2
Выехали после обеда и весь остаток дня ехали молча. Сычев па поджарой тонконогой кобылке шел передом. Его широкая спина в зеленом дождевике и островерхий капюшон, из которого черным клочком торчала борода, до самого вечера маячили перед Серегиными глазами. Коновод, пока тащились по чистой пойме реки, дремал на ходу, его фигура, подрагивая, клонилась к лошадиной шее, он сползал в седле чуть набок, кобыла тоже, словно в дреме, убавляла шаг, и когда казалось, вот-вот свалится человек на землю, Сычев дергался, просыпаясь, хлестал концом повода по конскому заду и ворчал: «У?у! Скотина! Спишь на ходу!» К кому это относилось, Серега так и не понял.
Серегин Доктор, раньше никогда не подававший признаков любопытства к молодым кобылкам, здесь вдруг, с самого начала пути, проявил безудержный интерес к стройной «особе» впереди. Вскинул тяжелую голову и шел уже не опуская ее, а иногда еще настораживался и неожиданно звонко и отрывисто ржал. Сычевская кобылка тоже выражала беспокойство и раза два пробовала пойти в рысь.
Серега обычно ездил, привязав поводья к седлу, тут же, из-за редкой прыти Доктора, приходилось держать сырой и скользкий повод в руках.
Ближе к вечеру свернули в редколесный распадок, и сонливость как рукой сняло.
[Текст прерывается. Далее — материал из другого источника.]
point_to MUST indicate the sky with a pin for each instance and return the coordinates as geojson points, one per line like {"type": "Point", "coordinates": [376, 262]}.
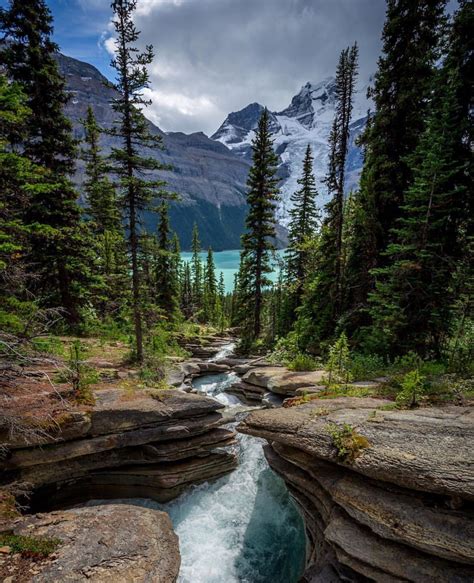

То и дело надо было уворачиваться от рогатых сучьев или отяжелевших от воды пихтовых лап. Паутинные нити, обросшие изумрудными мельчайшими каплями и оттого казавшиеся толщиной в хороший шнур, неприятно липли к лицу, висли на бровях и ресницах. Несколько раз Серегу окатило лавиной воды с густых вершин пихтача, и он, догнав Сычева, сказал:
— Давай ночевать. Нитки сухой нет… — и выжал берет, как тряпку.
Сычев медленно развернулся в седле, остановил коня и уставился на Серегу. Диковатые, словно не управляемые, глаза выглядывали из-под капюшона. Такие глаза бывают у человека, если нечаянно прервешь ход его глубочайших мыслей… «Тебе хорошо… Ты сухой, черт!» — подумал Серега, глядя на удобный (чем не палатка?) дождевик Сычева.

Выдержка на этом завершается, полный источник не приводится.